Two parties, from different cultures, linked by contract. Sound familiar?
By Ryan Skinner (email)
Reading a story in the Economist this morning, the "parallels to shipping" bells started ringing. The story concerned how multicultural couples divorcing in London may find that UK courts do not respect the clauses of prenuptial agreements established in other jurisdictions.
The same holds true for shipping. Here two parties, almost by definition in different jurisdictions, agree (for better or worse, but not for richer or poorer) on a well-defined, closed-ended relationship. What happens when that relationship goes sour, however? When the chartering party feels robbed? When the company ordering a newbuilding wants to cancel the order?
The obvious answer: Look to the law. But that may not satisfy the aggrieved party. Perhaps they did not pay attention enough to the clauses or jurisdiction of the contract. Perhaps the rush to get an order placed led to short-cuts, which cannot be abided after the rush turned into a soft market.
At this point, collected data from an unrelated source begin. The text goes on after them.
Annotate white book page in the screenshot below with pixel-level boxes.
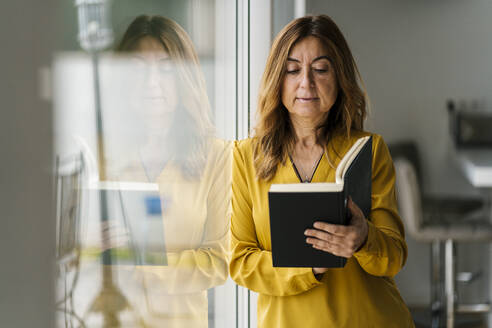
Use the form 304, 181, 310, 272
86, 180, 159, 191
269, 183, 344, 193
335, 136, 370, 184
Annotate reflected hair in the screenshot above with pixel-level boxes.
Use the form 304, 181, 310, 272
117, 15, 214, 178
253, 15, 368, 181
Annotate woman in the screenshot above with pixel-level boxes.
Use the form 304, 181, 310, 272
229, 15, 414, 327
113, 15, 232, 328
115, 15, 216, 182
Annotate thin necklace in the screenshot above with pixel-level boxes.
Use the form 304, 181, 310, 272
289, 150, 324, 183
138, 148, 171, 182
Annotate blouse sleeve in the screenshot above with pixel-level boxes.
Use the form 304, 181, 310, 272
353, 134, 408, 277
229, 141, 322, 297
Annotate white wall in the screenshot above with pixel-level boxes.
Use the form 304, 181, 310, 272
307, 0, 492, 196
307, 0, 492, 307
273, 0, 295, 37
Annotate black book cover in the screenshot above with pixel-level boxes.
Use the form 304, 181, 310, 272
268, 137, 372, 268
343, 136, 372, 219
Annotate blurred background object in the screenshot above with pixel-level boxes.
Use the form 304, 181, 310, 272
55, 153, 85, 327
0, 0, 57, 326
393, 147, 492, 328
447, 99, 492, 149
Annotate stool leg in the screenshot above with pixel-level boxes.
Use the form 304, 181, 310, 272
445, 239, 455, 328
431, 240, 442, 328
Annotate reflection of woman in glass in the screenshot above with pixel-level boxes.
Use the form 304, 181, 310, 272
116, 15, 231, 328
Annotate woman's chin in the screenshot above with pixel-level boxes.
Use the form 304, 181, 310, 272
290, 107, 328, 120
142, 98, 174, 111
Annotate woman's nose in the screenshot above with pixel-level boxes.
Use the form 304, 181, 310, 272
146, 64, 160, 88
299, 68, 314, 88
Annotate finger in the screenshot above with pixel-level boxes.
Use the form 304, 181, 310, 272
106, 230, 129, 240
305, 231, 346, 246
313, 221, 351, 236
308, 237, 336, 251
306, 236, 335, 246
101, 221, 126, 235
307, 234, 358, 253
106, 233, 130, 244
304, 228, 332, 242
311, 240, 352, 258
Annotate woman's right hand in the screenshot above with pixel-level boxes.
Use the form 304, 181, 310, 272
100, 219, 130, 252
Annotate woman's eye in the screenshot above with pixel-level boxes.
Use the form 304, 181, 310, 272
286, 69, 300, 74
159, 64, 174, 74
313, 68, 328, 73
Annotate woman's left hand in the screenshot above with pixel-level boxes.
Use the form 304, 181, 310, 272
304, 197, 368, 258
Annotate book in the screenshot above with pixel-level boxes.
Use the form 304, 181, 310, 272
117, 187, 168, 266
85, 182, 167, 266
268, 136, 372, 268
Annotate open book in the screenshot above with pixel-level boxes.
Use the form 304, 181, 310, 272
86, 182, 167, 266
268, 136, 372, 268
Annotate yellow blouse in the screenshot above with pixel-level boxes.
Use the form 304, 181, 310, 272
229, 131, 415, 328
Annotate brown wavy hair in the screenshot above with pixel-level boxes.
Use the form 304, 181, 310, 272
253, 15, 367, 181
116, 15, 214, 178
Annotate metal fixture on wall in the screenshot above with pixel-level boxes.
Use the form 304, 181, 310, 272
74, 1, 131, 326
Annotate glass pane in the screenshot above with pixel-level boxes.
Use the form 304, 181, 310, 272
53, 1, 237, 327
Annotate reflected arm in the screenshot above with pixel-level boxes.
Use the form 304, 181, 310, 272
137, 141, 233, 294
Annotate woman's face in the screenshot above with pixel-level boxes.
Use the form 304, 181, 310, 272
281, 36, 338, 122
131, 36, 178, 132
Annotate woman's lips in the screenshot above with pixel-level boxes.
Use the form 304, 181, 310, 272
142, 97, 167, 104
143, 96, 165, 100
296, 97, 319, 103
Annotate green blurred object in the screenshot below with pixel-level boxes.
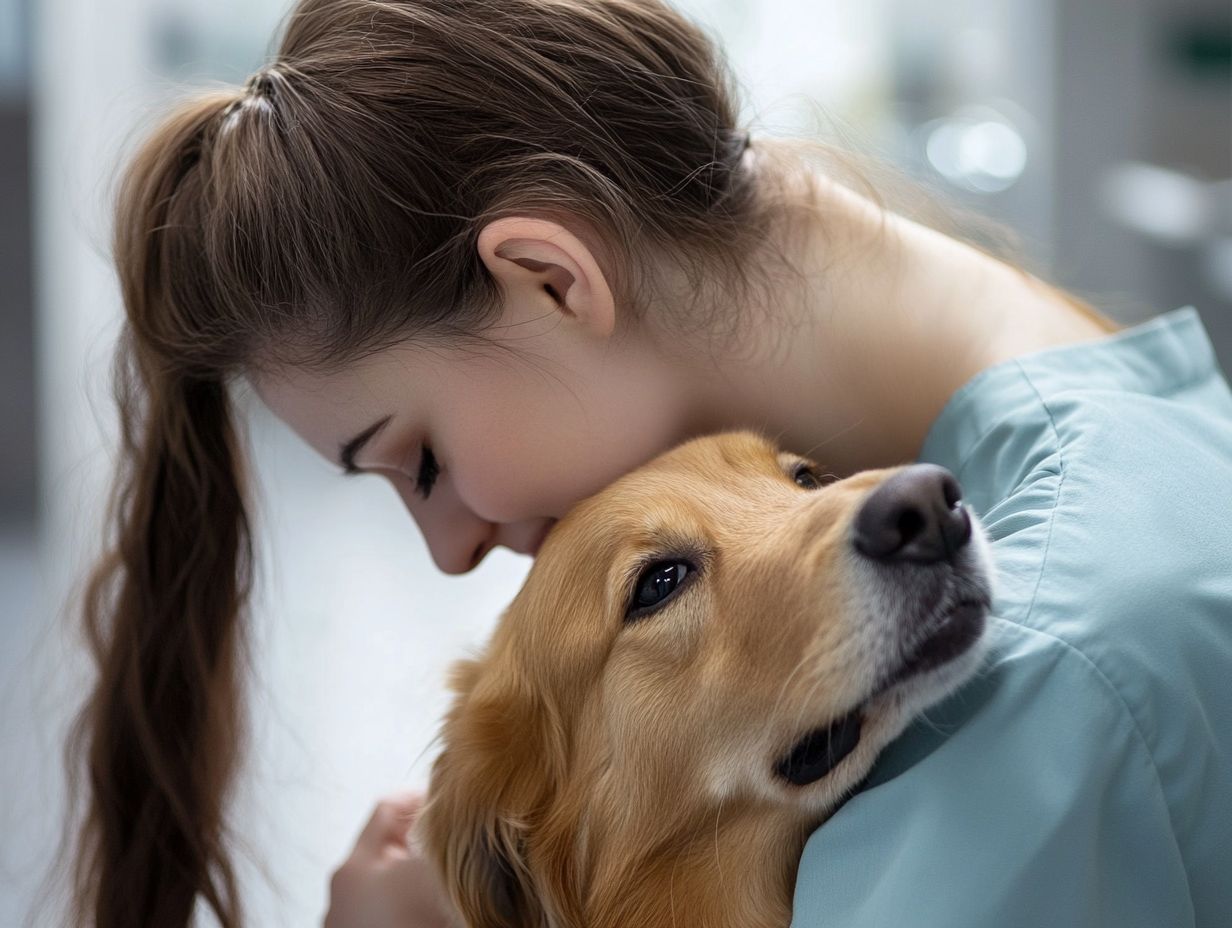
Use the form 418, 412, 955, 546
1165, 17, 1232, 79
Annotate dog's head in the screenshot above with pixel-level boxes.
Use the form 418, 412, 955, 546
417, 430, 995, 928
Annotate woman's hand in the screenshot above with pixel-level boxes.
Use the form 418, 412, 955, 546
323, 791, 456, 928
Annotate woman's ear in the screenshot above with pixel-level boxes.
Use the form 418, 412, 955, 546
476, 216, 616, 338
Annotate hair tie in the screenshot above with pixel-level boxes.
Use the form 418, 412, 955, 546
243, 65, 284, 102
220, 67, 280, 132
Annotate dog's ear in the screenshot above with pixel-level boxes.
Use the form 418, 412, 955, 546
418, 657, 555, 928
444, 811, 539, 927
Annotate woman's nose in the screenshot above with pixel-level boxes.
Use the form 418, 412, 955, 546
851, 464, 971, 564
393, 478, 493, 575
426, 529, 492, 575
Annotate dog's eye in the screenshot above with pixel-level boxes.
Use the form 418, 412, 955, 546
794, 463, 827, 490
626, 560, 693, 622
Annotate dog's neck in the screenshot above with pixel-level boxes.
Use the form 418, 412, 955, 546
571, 795, 812, 928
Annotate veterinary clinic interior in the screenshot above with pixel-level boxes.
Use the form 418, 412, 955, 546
1, 0, 1228, 924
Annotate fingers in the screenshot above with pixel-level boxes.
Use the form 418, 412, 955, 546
355, 790, 426, 855
325, 847, 456, 928
325, 792, 456, 928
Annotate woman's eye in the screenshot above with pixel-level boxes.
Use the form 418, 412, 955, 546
794, 463, 825, 490
626, 560, 693, 622
416, 445, 440, 499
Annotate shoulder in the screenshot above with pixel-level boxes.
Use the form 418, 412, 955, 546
921, 306, 1232, 514
989, 367, 1232, 779
934, 313, 1232, 658
790, 613, 1197, 927
817, 310, 1232, 923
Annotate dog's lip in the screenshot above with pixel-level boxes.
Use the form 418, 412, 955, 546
775, 708, 864, 786
774, 598, 989, 788
870, 596, 991, 698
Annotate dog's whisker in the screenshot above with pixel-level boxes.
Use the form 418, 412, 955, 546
787, 666, 832, 745
915, 706, 951, 738
770, 644, 820, 722
768, 600, 826, 722
403, 731, 446, 781
797, 414, 868, 460
773, 645, 822, 734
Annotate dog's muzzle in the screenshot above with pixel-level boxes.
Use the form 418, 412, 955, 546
774, 596, 987, 787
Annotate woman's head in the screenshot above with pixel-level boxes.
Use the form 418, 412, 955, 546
249, 219, 709, 574
119, 0, 773, 377
115, 0, 801, 578
63, 1, 807, 925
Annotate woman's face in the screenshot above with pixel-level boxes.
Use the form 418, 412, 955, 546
251, 298, 703, 575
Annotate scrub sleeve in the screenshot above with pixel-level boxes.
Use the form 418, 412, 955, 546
789, 306, 1232, 928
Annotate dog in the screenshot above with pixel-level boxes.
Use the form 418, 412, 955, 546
415, 429, 996, 928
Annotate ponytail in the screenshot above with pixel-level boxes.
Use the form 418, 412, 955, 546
59, 89, 258, 928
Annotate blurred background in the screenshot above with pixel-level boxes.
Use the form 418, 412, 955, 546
1, 0, 1228, 924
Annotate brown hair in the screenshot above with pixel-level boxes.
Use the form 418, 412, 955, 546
50, 0, 1116, 925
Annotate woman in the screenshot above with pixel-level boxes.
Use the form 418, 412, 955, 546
62, 0, 1232, 926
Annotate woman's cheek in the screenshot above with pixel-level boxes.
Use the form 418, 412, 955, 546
447, 445, 557, 525
454, 446, 599, 524
446, 386, 677, 523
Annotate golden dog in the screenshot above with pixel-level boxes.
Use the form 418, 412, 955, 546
416, 430, 995, 928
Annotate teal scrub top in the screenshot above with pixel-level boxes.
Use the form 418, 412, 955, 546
790, 306, 1232, 928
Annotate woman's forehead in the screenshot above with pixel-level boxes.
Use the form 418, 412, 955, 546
249, 348, 428, 461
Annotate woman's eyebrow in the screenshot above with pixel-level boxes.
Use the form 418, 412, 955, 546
338, 414, 393, 474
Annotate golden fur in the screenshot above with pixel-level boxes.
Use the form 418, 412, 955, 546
417, 430, 995, 928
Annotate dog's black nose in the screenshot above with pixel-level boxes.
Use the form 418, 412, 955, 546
852, 464, 971, 564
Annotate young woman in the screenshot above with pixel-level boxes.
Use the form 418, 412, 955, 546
62, 0, 1232, 926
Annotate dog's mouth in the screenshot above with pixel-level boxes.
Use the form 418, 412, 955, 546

I've already heard from one shipping executive who gambled on one jurisidiction's inability to enforce contract law to find greater business opportunity. To what degree do shipping people play legal arbitrage? Sign risky deals in jurisdictions that may not be able to hold you to your promises. And reserve your rock-solid deals for jurisdictions with tougher enforcement.
What have you heard? Do shipping companies play legal arbitrage to optimise their "divorce" settlement?